Bo ordered the executioners back to the site to bury the bodies. One of the KR rebels stepped on one of his own mines and was killed.
Samnang had served 10 years with his uncle Sem Bo. On April 18, he defected his rank and later joined his family in Tram Kok district, Takeo province.
He was arrested on May 20, according to a Sihanoukville court document.
After being held in custody in military Region 3 headquarters in Kampot province for more than a month, he was transferred to Sihanoukville prison on June 23 upon a request letter signed by Sihanoukville Governor Thaom Bun Sron and deputy-chief police Brigadier-General Yin Bunnat.
It is understood Samnang defected with 200,000 baht, which he tried using to bribe his freedom.
Four other KR soldiers were still wanted in connection with the murders, said General Tha.
Sihanoukville court is still waiting for an answer from the Ministry of Justice about a defense lawyer for Samnang before proceeding to open a court trial.
Samnang would be charged with premeditated murder and conspiracy related to the highway attack.
Ker Sakhan, Sihanoukville court's deputy who is also in charge of investigating the murders, said that under Cambodia's provisional criminal law the former guerrilla would serve up to 20 years in jail if found guilty.
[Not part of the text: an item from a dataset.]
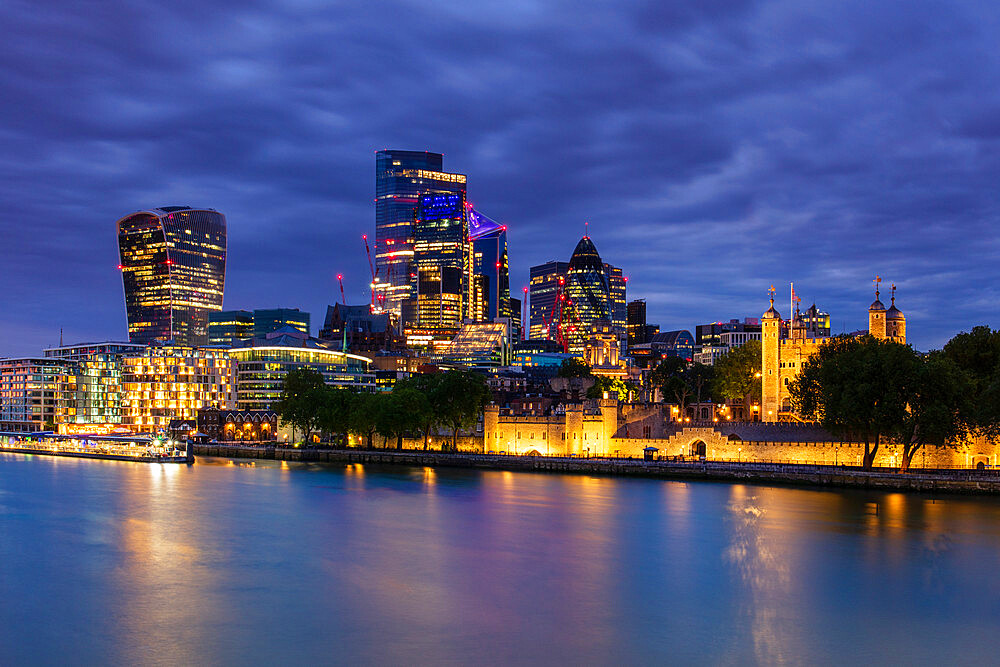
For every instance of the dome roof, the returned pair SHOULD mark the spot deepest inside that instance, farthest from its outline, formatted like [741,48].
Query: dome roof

He added that the police had evidence such as forensic tests of the victims' remains done in Britain to prove charges against Samnang. Villagers living near the KR-controlled area, who were questioned by police investigators earlier, would also give their testimony in court.
Many told Reuters that Samang's jail sentence may be reduced if he provided information leading to the arrest of the other four suspects.